Sokka, who was sharing the boat Zuko was in on his second trip onto the ice, said, "Are you just going to sit there?"

"What would you have me doing?" Zuko replied. "It's not like I have any idea what's going on."

"You can either work the rudder while I adjust the sails, or you take the sails."

"I'll take the rudder," Zuko said. He carefully crawled to the back of the boat, nervous about capsizing the thing. Sokka said that the skin clothing he had been given was water tight, that if he fell in, he wouldn't die of hypothermia in the sea. At least, not right away. Zuko didn't think he wanted to test that theory.

But the rudder looked simple enough. You moved it to turn. This was barely more than a couple of pieces of wood, held together by leather cord and wooden pegs.

"All right, We're heading out. Move to starboard," Sokka stood in the boat like he was born balanced on a frame of whalebone.

"Starboard. Right." He had learned 'port' and 'starboard' from his time at sea, so it wasn't like the nautical jargon was going to confuse him.

"No, left," Sokka said. Zuko inwardly groaned, wondering if that was Sokka's sense of humor.

It didn't take long for Zuko to get the hang of steering the little boat. He watched Sokka adjust the sails, seemingly able to move without any regard to how the wind flowed, despite the fact the ship was driven by the wind.

It was a lot more physical than boating had ever seemed to him. When he had been with the Fire Nation Navy, the most physical one ever got was shoveling coal into the boiler, a duty usually left to whatever crewman was either most junior or who was on punishment duty. He was working up a sweat beneath the leather and furs. It was more than just a means of transportation, it was an extension of the way these people lived on the ice.
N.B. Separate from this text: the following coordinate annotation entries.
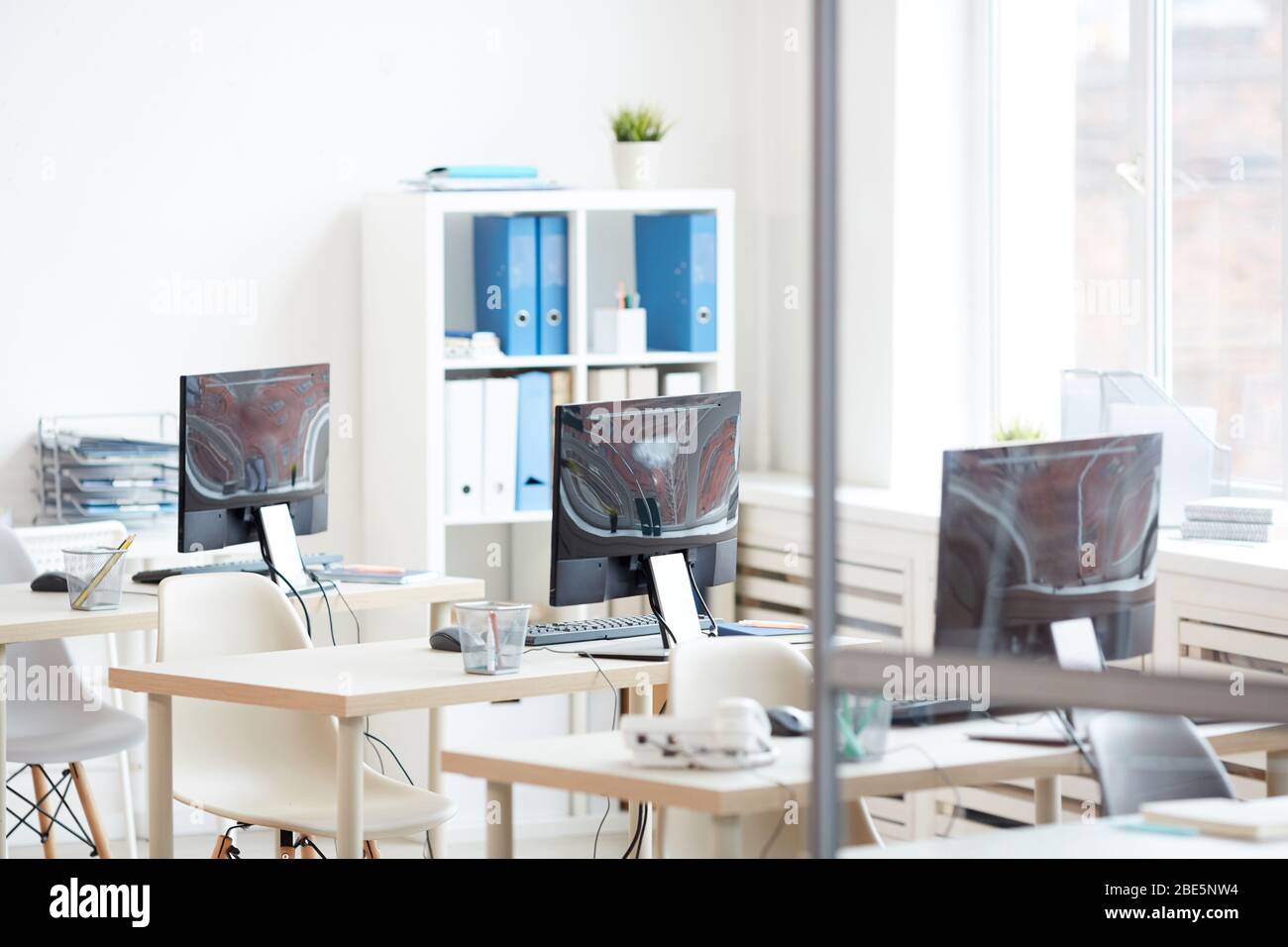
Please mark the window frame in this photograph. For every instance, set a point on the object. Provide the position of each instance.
(1150, 86)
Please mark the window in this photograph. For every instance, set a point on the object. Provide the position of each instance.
(1176, 273)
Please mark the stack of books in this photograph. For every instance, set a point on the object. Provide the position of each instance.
(1241, 519)
(481, 178)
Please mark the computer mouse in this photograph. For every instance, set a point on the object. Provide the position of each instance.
(50, 581)
(790, 722)
(446, 639)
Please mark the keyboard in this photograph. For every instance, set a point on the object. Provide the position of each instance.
(154, 577)
(597, 629)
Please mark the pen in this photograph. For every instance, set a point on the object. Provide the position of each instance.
(102, 574)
They had paused, giving Sokka a chance to jab his spear into the water to bring up silvery-grey fish, gasping for water. Zuko was getting used to the sight of seeing his food alive and struggling -- hopefully, this time they'd cook the fish first before serving it. Water Tribe food wasn't to his tastes at all.

After the third fish, Sokka stood up, looking towards the horizon, wind flying through his wolf-tail. "There's a storm coming in," he said.
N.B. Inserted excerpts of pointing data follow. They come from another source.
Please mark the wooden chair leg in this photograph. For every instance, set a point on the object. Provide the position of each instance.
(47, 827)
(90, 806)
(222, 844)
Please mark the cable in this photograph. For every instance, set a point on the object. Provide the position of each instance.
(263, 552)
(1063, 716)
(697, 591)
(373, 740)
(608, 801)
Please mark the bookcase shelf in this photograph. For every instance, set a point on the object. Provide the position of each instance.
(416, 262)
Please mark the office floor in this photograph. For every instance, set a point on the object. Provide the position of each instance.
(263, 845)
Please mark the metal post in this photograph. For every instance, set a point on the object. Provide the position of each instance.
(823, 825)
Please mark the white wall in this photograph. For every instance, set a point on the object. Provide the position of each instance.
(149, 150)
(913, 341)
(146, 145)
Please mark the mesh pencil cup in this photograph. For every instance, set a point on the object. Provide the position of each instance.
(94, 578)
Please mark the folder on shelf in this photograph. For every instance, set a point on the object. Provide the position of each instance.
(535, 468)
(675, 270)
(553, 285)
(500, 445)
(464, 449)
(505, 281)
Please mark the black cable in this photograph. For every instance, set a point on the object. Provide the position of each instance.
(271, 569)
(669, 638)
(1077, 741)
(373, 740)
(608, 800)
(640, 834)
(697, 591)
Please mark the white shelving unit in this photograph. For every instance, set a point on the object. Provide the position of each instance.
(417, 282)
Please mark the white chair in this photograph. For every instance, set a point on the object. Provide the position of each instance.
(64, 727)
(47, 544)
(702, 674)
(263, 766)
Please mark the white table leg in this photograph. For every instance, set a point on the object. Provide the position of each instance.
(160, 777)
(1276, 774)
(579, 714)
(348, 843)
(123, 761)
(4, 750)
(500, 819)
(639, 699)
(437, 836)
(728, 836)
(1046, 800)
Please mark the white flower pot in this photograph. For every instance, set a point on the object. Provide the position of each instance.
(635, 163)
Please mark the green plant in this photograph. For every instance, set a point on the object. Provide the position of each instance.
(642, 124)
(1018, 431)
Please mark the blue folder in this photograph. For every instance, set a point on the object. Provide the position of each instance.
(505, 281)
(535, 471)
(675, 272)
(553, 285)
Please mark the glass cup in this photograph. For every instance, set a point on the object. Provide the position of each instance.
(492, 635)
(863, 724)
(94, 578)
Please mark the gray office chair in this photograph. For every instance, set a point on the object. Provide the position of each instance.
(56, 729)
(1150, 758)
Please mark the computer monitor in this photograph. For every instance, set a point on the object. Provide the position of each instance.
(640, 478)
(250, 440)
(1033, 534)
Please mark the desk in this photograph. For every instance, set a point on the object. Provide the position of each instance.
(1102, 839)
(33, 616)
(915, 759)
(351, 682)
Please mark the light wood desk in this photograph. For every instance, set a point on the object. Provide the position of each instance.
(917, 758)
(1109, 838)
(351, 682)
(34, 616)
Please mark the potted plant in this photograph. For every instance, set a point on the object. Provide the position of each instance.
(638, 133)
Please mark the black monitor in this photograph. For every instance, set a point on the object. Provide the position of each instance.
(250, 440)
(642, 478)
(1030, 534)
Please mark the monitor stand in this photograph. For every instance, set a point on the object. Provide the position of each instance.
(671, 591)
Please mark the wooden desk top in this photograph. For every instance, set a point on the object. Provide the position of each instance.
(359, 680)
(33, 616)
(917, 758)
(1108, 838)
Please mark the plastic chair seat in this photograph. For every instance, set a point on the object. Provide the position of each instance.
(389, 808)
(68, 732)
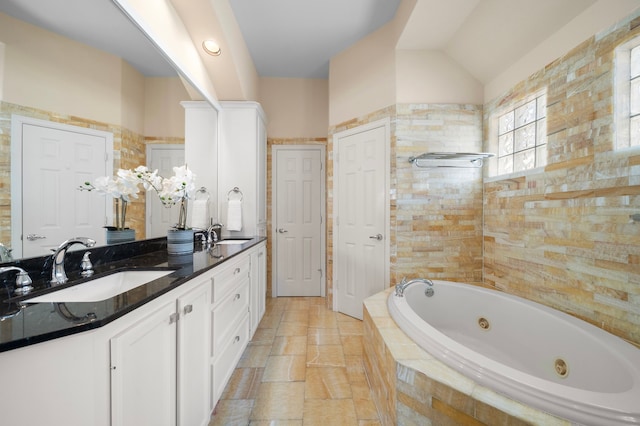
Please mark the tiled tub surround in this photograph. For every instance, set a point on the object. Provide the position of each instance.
(129, 151)
(527, 351)
(410, 386)
(561, 235)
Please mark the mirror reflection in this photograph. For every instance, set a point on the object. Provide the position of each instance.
(70, 112)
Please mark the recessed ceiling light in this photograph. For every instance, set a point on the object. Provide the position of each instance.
(211, 47)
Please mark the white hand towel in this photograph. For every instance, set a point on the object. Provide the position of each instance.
(200, 214)
(234, 215)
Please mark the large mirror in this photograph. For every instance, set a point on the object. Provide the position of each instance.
(48, 76)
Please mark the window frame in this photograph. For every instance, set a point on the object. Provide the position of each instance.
(539, 123)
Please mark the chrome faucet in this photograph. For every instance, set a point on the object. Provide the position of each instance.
(58, 275)
(23, 281)
(404, 284)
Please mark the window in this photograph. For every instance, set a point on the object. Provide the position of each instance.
(627, 94)
(522, 137)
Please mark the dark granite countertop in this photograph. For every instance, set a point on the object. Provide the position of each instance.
(26, 324)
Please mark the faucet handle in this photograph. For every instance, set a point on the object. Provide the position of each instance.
(86, 265)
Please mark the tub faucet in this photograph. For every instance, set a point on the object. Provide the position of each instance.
(23, 281)
(58, 275)
(404, 284)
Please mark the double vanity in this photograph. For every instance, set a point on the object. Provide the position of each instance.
(158, 352)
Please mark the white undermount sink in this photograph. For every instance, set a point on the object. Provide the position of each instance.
(101, 288)
(237, 241)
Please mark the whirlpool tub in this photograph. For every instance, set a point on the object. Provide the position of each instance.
(525, 351)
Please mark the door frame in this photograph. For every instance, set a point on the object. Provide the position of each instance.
(386, 123)
(323, 203)
(17, 123)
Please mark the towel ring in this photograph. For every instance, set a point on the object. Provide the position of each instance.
(235, 191)
(202, 193)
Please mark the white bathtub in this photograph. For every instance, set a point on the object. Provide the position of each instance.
(515, 346)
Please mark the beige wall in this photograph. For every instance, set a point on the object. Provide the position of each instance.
(295, 107)
(561, 235)
(50, 72)
(431, 76)
(362, 78)
(596, 18)
(50, 77)
(46, 71)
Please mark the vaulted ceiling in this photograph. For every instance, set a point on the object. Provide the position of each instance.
(291, 38)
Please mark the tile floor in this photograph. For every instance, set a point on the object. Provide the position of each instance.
(302, 367)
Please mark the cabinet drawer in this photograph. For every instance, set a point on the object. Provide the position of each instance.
(229, 276)
(227, 314)
(230, 355)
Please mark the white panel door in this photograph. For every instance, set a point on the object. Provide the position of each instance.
(298, 207)
(161, 218)
(361, 216)
(55, 163)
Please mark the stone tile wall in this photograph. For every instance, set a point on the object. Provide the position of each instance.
(410, 387)
(129, 152)
(562, 235)
(439, 210)
(435, 214)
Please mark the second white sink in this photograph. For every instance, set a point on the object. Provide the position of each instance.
(101, 288)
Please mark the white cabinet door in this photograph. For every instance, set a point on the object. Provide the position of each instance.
(143, 371)
(194, 333)
(258, 285)
(242, 165)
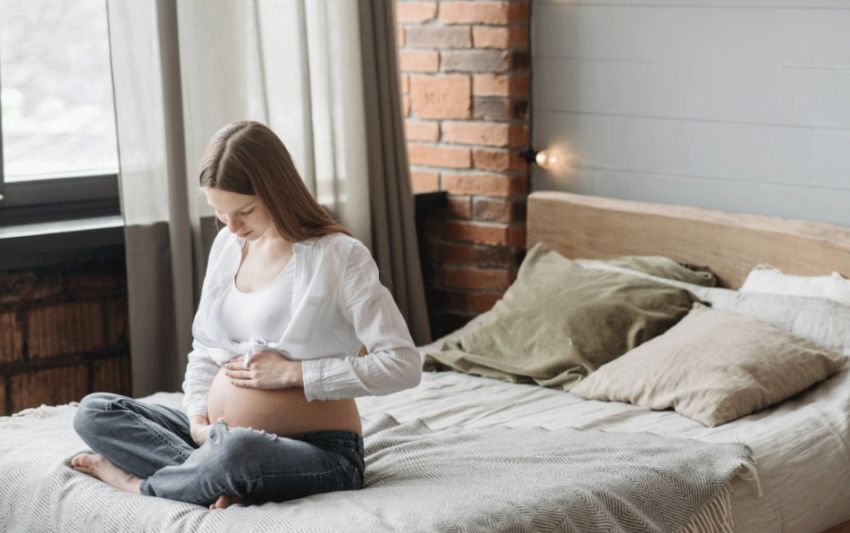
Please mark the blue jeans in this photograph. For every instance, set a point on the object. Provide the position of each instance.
(153, 442)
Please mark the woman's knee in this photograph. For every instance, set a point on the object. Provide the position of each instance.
(91, 410)
(233, 447)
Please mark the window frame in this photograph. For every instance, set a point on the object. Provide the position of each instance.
(55, 199)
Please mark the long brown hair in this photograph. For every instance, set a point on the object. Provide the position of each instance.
(247, 157)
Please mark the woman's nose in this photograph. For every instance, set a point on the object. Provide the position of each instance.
(233, 225)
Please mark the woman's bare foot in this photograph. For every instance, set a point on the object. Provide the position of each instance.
(224, 501)
(99, 467)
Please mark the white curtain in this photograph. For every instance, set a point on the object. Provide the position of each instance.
(182, 69)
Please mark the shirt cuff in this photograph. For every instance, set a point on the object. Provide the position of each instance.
(312, 376)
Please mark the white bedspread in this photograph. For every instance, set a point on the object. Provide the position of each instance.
(802, 446)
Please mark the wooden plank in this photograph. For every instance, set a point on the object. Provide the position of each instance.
(702, 149)
(840, 528)
(776, 4)
(730, 243)
(779, 95)
(729, 35)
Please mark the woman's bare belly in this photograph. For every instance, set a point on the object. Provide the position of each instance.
(284, 412)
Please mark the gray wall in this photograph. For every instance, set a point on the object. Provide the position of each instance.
(737, 105)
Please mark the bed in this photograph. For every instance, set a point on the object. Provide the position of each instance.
(802, 445)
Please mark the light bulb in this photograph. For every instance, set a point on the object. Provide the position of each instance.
(541, 158)
(546, 159)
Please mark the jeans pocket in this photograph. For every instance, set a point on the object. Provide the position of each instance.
(353, 474)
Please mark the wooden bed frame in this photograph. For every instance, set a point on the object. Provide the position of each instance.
(730, 243)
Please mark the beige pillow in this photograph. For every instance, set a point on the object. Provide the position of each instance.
(713, 366)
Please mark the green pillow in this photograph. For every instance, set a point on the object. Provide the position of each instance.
(558, 322)
(662, 267)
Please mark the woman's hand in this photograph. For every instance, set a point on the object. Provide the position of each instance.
(266, 370)
(199, 428)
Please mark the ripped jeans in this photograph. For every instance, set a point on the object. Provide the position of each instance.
(153, 442)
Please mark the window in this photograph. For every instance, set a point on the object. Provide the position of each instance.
(58, 146)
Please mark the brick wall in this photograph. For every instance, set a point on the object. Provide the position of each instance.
(63, 333)
(465, 85)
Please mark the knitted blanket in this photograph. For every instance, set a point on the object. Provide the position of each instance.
(417, 479)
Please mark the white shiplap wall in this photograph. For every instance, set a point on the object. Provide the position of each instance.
(737, 105)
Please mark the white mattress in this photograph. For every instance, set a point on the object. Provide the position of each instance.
(802, 446)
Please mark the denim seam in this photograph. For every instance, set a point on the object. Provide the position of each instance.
(303, 474)
(141, 420)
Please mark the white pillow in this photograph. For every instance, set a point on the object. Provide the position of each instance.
(824, 321)
(772, 281)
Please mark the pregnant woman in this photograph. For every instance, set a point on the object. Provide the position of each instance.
(290, 302)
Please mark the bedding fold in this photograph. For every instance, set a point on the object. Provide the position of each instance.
(417, 479)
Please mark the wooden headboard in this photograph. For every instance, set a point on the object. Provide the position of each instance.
(730, 243)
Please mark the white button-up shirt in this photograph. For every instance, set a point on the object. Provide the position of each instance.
(337, 304)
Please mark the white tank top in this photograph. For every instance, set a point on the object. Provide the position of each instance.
(262, 314)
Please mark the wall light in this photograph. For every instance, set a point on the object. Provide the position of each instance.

"You're sure?" Zuko asked.

"You can smell it. Plus, I have this," Sokka held up a blown-glass tube, which had been wrapped in skins in his pocket.
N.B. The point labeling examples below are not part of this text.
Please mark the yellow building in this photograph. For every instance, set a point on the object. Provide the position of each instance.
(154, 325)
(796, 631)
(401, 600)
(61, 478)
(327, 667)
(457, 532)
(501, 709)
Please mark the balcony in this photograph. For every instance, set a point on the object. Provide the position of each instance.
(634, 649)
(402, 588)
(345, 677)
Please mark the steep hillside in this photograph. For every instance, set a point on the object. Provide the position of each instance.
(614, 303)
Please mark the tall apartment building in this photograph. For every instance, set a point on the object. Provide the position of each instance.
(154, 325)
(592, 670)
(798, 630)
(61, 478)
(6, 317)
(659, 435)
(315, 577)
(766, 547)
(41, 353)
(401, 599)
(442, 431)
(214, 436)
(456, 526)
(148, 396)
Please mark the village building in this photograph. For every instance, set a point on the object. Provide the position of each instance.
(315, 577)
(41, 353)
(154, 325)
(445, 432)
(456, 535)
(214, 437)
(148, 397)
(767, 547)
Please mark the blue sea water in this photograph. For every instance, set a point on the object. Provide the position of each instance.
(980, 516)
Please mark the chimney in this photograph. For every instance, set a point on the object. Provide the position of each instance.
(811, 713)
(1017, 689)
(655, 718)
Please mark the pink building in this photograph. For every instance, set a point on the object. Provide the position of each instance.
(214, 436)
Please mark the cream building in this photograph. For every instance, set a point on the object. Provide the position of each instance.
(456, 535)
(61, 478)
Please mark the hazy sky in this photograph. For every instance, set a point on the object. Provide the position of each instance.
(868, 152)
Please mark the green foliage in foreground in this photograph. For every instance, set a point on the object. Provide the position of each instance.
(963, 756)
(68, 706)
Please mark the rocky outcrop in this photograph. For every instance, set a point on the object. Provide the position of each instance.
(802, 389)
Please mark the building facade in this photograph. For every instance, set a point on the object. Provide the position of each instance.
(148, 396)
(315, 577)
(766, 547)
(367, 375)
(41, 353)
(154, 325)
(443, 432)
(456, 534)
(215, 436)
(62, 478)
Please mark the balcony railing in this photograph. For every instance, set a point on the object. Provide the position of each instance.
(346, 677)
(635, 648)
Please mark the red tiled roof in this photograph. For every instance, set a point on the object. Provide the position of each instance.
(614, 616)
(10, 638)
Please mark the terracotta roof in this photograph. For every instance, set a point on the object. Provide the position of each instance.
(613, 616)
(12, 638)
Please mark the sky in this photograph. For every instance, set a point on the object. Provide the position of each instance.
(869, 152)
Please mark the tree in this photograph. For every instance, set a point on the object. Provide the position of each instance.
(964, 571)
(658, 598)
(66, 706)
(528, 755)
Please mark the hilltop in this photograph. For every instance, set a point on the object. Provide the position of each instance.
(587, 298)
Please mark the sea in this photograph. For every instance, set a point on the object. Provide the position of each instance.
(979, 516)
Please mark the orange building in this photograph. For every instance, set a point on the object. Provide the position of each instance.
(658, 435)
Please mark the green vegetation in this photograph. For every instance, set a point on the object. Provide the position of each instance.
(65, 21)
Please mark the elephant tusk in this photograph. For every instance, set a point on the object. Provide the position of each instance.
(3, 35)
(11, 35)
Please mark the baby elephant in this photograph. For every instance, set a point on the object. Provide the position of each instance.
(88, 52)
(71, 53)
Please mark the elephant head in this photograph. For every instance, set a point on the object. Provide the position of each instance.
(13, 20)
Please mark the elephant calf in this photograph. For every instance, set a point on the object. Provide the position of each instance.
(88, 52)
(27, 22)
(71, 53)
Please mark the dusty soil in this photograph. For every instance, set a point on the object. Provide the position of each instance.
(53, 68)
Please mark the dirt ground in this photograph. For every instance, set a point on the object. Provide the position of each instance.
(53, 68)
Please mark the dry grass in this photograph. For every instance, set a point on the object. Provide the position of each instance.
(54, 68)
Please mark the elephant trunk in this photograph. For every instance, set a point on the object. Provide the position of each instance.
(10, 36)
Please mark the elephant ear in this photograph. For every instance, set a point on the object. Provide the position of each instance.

"What is that?" Zuko asked.

"I made it last winter. It's a weather glass -- the quicksilver rises when a storm is coming in. Or it gets too warm, or I drop it. Still working out the kinks in it." Sokka said.

"Well, then, put it away, and let's get back," Zuko didn't need a sense of smell or a glass trinket to notice that clouds were starting to form on the horizon and the wind was picking up.

"Yeah. Hey, Zuko? Mind taking a shortcut?"

"What short cut?"

Said shortcut was cutting very close to a glacier. Their little skiff bounced from whitecap to whitecap as Sokka called directions steering through the immense icebergs coming off the glacier, skimming perilously close to blue-white walls of ice that were shaped by wind and sea into sculptures that looked like they were made by a waterbender who had eaten too much desert cactus. As the wind whipped through his hair, which had worked its way loose of the tight Fire Nation topknow he had worn it in, Zuko stopped thinking, stopped worrying, and fell into a state like he had gotten when practicing firebending, or with his swords, letting Sokka's commands flow from his ears to his muscles, without really passing through his brain, like the way he could block lightning, by just letting it flow.

Uncle would have been proud of him.

Then, suddenly, there were no more bergs in front of them, and the ice showed a clear path back towards the village. The wind caught the sail, and propelled the little boat on, without much need for supervision from either man.

Sokka laughed like the whoop of a shorebird. "That was awesome!" he said. "I haven't done something like that since Bato took us ice-dodging. It's a rite of passage among Water Tribe members." He chuckled again. "Guess that makes you an honorary Southern Water Tribe member." He scrambled aft to give Zuko a tight hug.

But maybe the South Pole wasn't completely horrible.